Let’s break this down with an example:
Example Scenario
- Loan amount: $500,000
- Interest rate: 4%
- Loan term: 30 years
- Regular monthly payment: $2,387
Without making any extra payments, you would pay approximately $359,000 in interest over the life of the loan, with a total repayment amount of $859,000.
Now, let’s see how extra payments can change this outcome.
Scenario 1: Adding $100 per month
If you add just $100 per month to your regular payment, the mortgage calculator will show:
- New total interest paid: Approximately $336,000 (a savings of $23,000).
- Loan term shortened by 2.5 years: You’ll pay off the mortgage in approximately 27.5 years instead of 30.
Scenario 2: Adding $200 per month
By increasing your extra payments to $200 per month, you’ll see even greater savings:
- New total interest paid: Approximately $314,000 (a savings of $45,000).
- Loan term shortened by 5 years: You’ll pay off the mortgage in approximately 25 years.
Scenario 3: One-time lump sum payment of $10,000
If you receive a windfall or save up for a one-time $10,000 lump-sum payment:
- New total interest paid: Approximately $342,000 (a savings of $17,000).
- Loan term shortened by 1.5 years: You’ll pay off the mortgage in approximately 28.5 years.
As these scenarios show, even modest extra payments can have a significant impact on the total interest paid and the loan term. The earlier in your mortgage you make these payments, the more you stand to save.
Choosing the Right Extra Payment Strategy
There are several ways to incorporate extra payments into your mortgage strategy, and the right approach will depend on your financial situation and goals. Here are a few popular strategies:
1. Round Up Your Payments
A simple way to make extra payments without feeling the pinch is to round up your regular repayments. For example, if your monthly repayment is $2,387, round it up to $2,400 or $2,500. These small, consistent overpayments can accumulate over time and help you pay off your loan faster.
2. Make Biweekly Payments
Instead of making one monthly payment, consider switching to fortnightly payments. This strategy works because there are 26 fortnights in a year, meaning you’ll make the equivalent of one extra monthly payment per year. This reduces the loan term and saves interest over time.
3. Use Bonuses and Tax Refunds
If you receive an annual bonus or tax refund, consider putting some or all of it toward your mortgage. Even a one-time lump-sum payment can significantly reduce your loan balance and save you interest in the long term.
4. Automate Extra Payments
If you’re serious about paying off your mortgage early, consider automating your extra payments. Set up a direct debit for an extra amount on top of your regular repayment. This way, you won’t have to think about it, and the extra payments will consistently reduce your loan balance.

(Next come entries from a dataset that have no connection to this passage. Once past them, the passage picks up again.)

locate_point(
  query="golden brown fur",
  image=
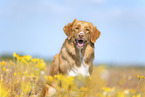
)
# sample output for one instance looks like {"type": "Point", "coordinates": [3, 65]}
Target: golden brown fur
{"type": "Point", "coordinates": [69, 56]}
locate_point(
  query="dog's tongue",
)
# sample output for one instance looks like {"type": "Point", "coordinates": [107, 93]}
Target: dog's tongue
{"type": "Point", "coordinates": [80, 44]}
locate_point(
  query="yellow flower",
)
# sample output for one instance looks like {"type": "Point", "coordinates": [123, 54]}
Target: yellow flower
{"type": "Point", "coordinates": [28, 58]}
{"type": "Point", "coordinates": [14, 54]}
{"type": "Point", "coordinates": [4, 69]}
{"type": "Point", "coordinates": [32, 75]}
{"type": "Point", "coordinates": [15, 74]}
{"type": "Point", "coordinates": [12, 63]}
{"type": "Point", "coordinates": [4, 63]}
{"type": "Point", "coordinates": [50, 78]}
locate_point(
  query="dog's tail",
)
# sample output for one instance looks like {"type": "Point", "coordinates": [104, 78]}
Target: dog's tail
{"type": "Point", "coordinates": [47, 91]}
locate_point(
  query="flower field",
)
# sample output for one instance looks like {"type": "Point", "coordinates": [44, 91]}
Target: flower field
{"type": "Point", "coordinates": [24, 76]}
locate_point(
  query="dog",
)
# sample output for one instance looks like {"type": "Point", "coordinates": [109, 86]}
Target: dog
{"type": "Point", "coordinates": [77, 52]}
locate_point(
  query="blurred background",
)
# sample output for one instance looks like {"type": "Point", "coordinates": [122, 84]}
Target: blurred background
{"type": "Point", "coordinates": [36, 28]}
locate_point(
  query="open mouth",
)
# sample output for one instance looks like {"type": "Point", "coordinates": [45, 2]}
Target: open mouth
{"type": "Point", "coordinates": [80, 42]}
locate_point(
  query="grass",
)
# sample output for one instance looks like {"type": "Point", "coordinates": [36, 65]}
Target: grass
{"type": "Point", "coordinates": [24, 76]}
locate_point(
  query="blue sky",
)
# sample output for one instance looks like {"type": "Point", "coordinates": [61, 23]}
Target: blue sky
{"type": "Point", "coordinates": [35, 27]}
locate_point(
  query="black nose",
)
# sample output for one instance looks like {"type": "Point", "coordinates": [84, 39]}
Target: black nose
{"type": "Point", "coordinates": [81, 35]}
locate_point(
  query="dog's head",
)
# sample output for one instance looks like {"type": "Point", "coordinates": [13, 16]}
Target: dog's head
{"type": "Point", "coordinates": [81, 32]}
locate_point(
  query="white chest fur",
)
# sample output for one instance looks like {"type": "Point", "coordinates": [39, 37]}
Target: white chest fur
{"type": "Point", "coordinates": [82, 70]}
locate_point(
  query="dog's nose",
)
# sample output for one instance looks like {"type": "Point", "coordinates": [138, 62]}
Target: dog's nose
{"type": "Point", "coordinates": [81, 35]}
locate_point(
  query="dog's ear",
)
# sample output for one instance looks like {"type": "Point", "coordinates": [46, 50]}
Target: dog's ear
{"type": "Point", "coordinates": [68, 28]}
{"type": "Point", "coordinates": [95, 35]}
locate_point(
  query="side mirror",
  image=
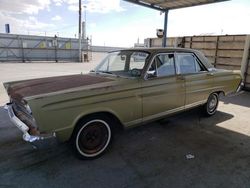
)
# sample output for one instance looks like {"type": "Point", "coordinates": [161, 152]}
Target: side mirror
{"type": "Point", "coordinates": [151, 74]}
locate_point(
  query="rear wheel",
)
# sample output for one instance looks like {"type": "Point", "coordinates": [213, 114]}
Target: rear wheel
{"type": "Point", "coordinates": [211, 106]}
{"type": "Point", "coordinates": [92, 137]}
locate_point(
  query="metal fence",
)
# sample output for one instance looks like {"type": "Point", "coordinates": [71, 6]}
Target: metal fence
{"type": "Point", "coordinates": [25, 48]}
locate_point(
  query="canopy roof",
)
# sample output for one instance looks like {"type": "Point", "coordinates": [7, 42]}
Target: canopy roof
{"type": "Point", "coordinates": [163, 5]}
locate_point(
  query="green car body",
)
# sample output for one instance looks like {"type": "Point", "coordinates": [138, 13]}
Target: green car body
{"type": "Point", "coordinates": [131, 101]}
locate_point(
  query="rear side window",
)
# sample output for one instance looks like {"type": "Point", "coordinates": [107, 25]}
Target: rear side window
{"type": "Point", "coordinates": [163, 65]}
{"type": "Point", "coordinates": [187, 63]}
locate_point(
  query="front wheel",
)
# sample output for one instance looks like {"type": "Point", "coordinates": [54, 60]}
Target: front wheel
{"type": "Point", "coordinates": [211, 106]}
{"type": "Point", "coordinates": [92, 137]}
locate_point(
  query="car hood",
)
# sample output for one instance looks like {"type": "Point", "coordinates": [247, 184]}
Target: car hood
{"type": "Point", "coordinates": [19, 90]}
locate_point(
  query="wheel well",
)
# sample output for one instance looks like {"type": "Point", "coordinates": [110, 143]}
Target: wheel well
{"type": "Point", "coordinates": [118, 125]}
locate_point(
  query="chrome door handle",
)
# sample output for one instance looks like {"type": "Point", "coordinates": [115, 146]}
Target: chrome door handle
{"type": "Point", "coordinates": [180, 77]}
{"type": "Point", "coordinates": [210, 74]}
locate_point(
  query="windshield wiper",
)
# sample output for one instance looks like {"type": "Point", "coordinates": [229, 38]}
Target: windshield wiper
{"type": "Point", "coordinates": [106, 72]}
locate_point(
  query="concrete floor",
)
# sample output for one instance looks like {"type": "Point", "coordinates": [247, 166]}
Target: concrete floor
{"type": "Point", "coordinates": [153, 155]}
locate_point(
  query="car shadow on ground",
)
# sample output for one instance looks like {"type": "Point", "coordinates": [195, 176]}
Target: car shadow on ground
{"type": "Point", "coordinates": [242, 99]}
{"type": "Point", "coordinates": [153, 155]}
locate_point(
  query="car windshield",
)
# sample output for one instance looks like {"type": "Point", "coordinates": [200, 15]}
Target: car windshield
{"type": "Point", "coordinates": [123, 63]}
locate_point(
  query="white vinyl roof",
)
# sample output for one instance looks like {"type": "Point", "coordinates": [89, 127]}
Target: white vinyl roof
{"type": "Point", "coordinates": [162, 5]}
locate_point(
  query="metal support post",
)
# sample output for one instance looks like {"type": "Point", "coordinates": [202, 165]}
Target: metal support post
{"type": "Point", "coordinates": [80, 33]}
{"type": "Point", "coordinates": [164, 42]}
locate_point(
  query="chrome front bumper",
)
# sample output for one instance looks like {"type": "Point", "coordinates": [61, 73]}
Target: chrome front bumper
{"type": "Point", "coordinates": [38, 140]}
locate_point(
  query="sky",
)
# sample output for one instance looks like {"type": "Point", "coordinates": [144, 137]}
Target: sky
{"type": "Point", "coordinates": [119, 23]}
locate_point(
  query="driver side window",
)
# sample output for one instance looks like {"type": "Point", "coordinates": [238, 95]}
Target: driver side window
{"type": "Point", "coordinates": [163, 65]}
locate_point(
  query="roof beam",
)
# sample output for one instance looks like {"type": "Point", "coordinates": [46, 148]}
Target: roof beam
{"type": "Point", "coordinates": [148, 5]}
{"type": "Point", "coordinates": [163, 5]}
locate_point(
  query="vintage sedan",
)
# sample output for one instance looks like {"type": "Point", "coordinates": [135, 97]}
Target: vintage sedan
{"type": "Point", "coordinates": [129, 87]}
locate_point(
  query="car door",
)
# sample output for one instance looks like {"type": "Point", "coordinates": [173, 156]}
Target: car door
{"type": "Point", "coordinates": [163, 92]}
{"type": "Point", "coordinates": [198, 80]}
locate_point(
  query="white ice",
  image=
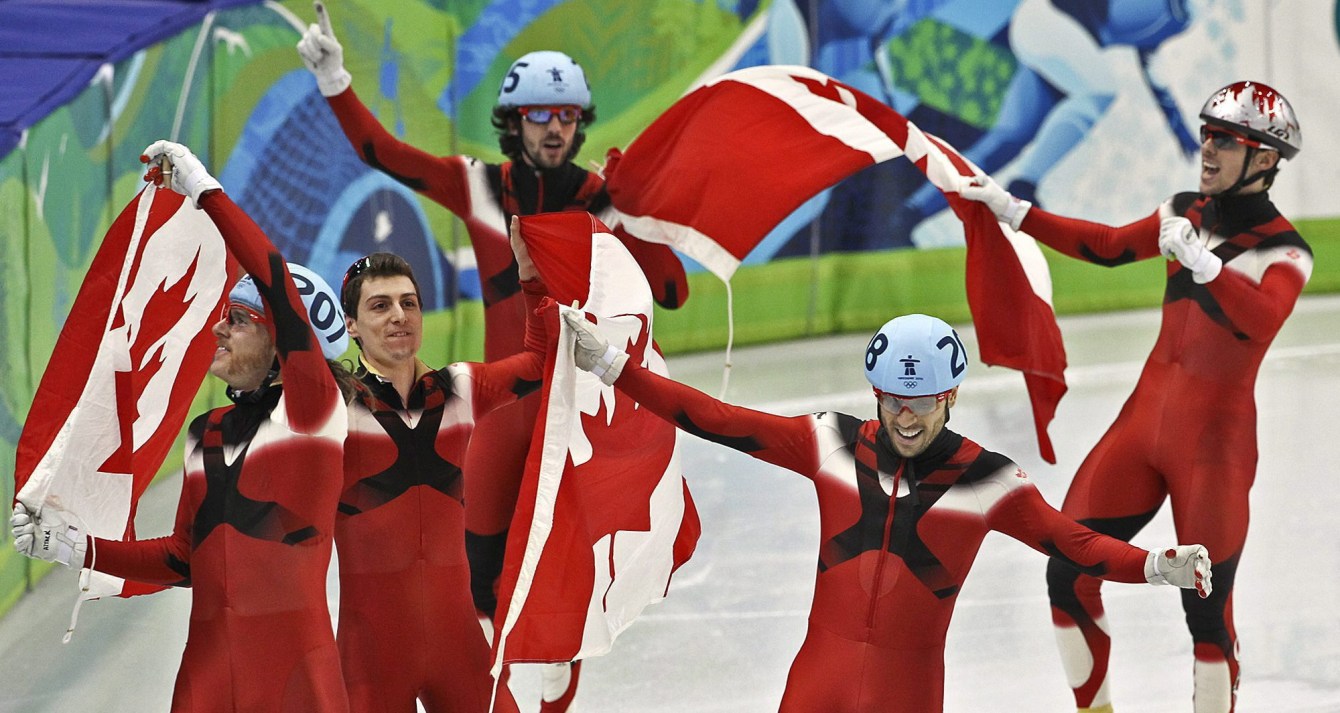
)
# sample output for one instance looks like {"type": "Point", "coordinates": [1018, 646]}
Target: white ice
{"type": "Point", "coordinates": [725, 637]}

Extra Payments: Things to Watch Out For
While making extra payments can save you thousands, there are a few things to keep in mind:
1. Check for Fees or Restrictions
Some lenders impose restrictions or fees for making extra payments, especially on fixed-rate loans. Check with your lender to ensure that you can make extra payments without incurring penalties.
2. Keep an Emergency Fund
While it’s great to pay off your mortgage early, don’t forget to maintain a healthy emergency fund. It’s important to have enough liquid savings to cover unexpected expenses, so don’t funnel all your extra cash into your mortgage.
3. Balance with Other Financial Goals
Consider how your mortgage fits into your broader financial plan. While saving on interest is beneficial, you should also prioritise high-interest debt repayment, retirement savings, and other financial goals.
How Extra Payments Can Unlock Financial Freedom
Making extra payments on your mortgage is a simple yet powerful strategy that can save you thousands of dollars in interest and help you pay off your loan years earlier. By using a mortgage calculator, you can easily see the impact of different extra payment amounts, plan your repayment strategy, and take control of your financial future.
Whether you’re adding a small amount to each repayment, making lump-sum contributions, or rounding up your payments, these small efforts add up over time. With the right strategy, you’ll be on your way to financial freedom and a mortgage-free life sooner than you thought possible.